Archived News Release

Supporting Aboriginal Community Justice In Kenora

McGuinty Government Increasing Access To Justice For Aboriginal Peoples

Ministry of the Attorney General

Ontario is supporting Aboriginal community justice in Kenora through two community partnerships:

  • A partnership between the Nishnawbe-Aski Police Service, the Treaty Three Police Service, and the Crown is reducing the number of charges laid.  Before charges are laid, the partners determine if community supports can be used to address underlying factors that contribute to the offender's actions.
  • The number of accused persons being flown to Kenora for bail hearings is also being reduced. Consultations between the Crown and police in remote communities determine release and appearance conditions in advance. This results in fewer accused being flown long distances, only to be released later at bail hearings and transported home again.

In addition, Ontario's Aboriginal Victims Support Grants Program is helping Aboriginal communities support victims of crime. 
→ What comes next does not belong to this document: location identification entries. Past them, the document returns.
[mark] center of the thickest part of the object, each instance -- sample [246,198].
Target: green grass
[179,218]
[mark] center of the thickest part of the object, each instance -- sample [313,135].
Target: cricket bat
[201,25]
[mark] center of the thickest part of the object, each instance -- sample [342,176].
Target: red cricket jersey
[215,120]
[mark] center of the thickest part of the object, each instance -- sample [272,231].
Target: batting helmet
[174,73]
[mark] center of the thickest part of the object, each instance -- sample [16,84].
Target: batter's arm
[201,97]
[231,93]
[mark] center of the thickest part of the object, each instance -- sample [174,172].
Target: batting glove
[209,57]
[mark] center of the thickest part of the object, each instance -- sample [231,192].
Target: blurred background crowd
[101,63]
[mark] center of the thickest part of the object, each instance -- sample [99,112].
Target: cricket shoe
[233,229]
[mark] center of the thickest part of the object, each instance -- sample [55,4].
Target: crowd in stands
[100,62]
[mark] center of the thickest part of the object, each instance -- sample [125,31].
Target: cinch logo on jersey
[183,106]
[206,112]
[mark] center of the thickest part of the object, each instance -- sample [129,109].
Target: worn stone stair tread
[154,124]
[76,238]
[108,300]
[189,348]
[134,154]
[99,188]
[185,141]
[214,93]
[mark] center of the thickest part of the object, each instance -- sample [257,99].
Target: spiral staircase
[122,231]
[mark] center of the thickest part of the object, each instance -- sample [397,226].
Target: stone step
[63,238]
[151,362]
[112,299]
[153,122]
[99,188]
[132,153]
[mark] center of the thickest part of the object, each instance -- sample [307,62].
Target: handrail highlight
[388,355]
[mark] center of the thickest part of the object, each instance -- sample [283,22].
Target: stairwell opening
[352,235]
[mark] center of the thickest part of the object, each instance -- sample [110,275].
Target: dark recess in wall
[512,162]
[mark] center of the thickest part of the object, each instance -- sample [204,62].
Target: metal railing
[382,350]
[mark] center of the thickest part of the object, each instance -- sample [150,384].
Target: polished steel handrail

Ontario's Aboriginal Justice Strategy is improving the criminal justice system's understanding of First Nations, Métis and Inuit justice systems and perspectives.

Quick Facts

  • Ontario’s Aboriginal Community Justice Programs are benefiting from an additional $600,000 in provincial funding this year and a doubling of overall funding in partnership with the federal government.
  • Ontario funds nine programs providing Aboriginal community justice in 19 locations across the province.

Background Information

Additional Resources


“We are working with our partners to offer programs that will reduce the number of Aboriginal victims in our communities and the number of Aboriginal people in our correctional facilities. Our Aboriginal community justice programs and victims support grants help to achieve these goals by building on the good work being done by our justice partners.”

Chris Bentley

Attorney General

“We are improving and increasing access to justice for Ontario's First Nations, Métis and Inuit. Our government is ensuring that the unique cultures of Ontario's First Nation, Métis and Inuit communities are recognized and respected by our justice system.”

Michael Bryant

Minister of Aboriginal Affairs

“Nishnawbe-Aski Police Service supports this initiative to improve the overall approach and quality of justice in our communities. In the end, the residents of our communities will benefit from a superior process which ensures justice is served for all concerned.”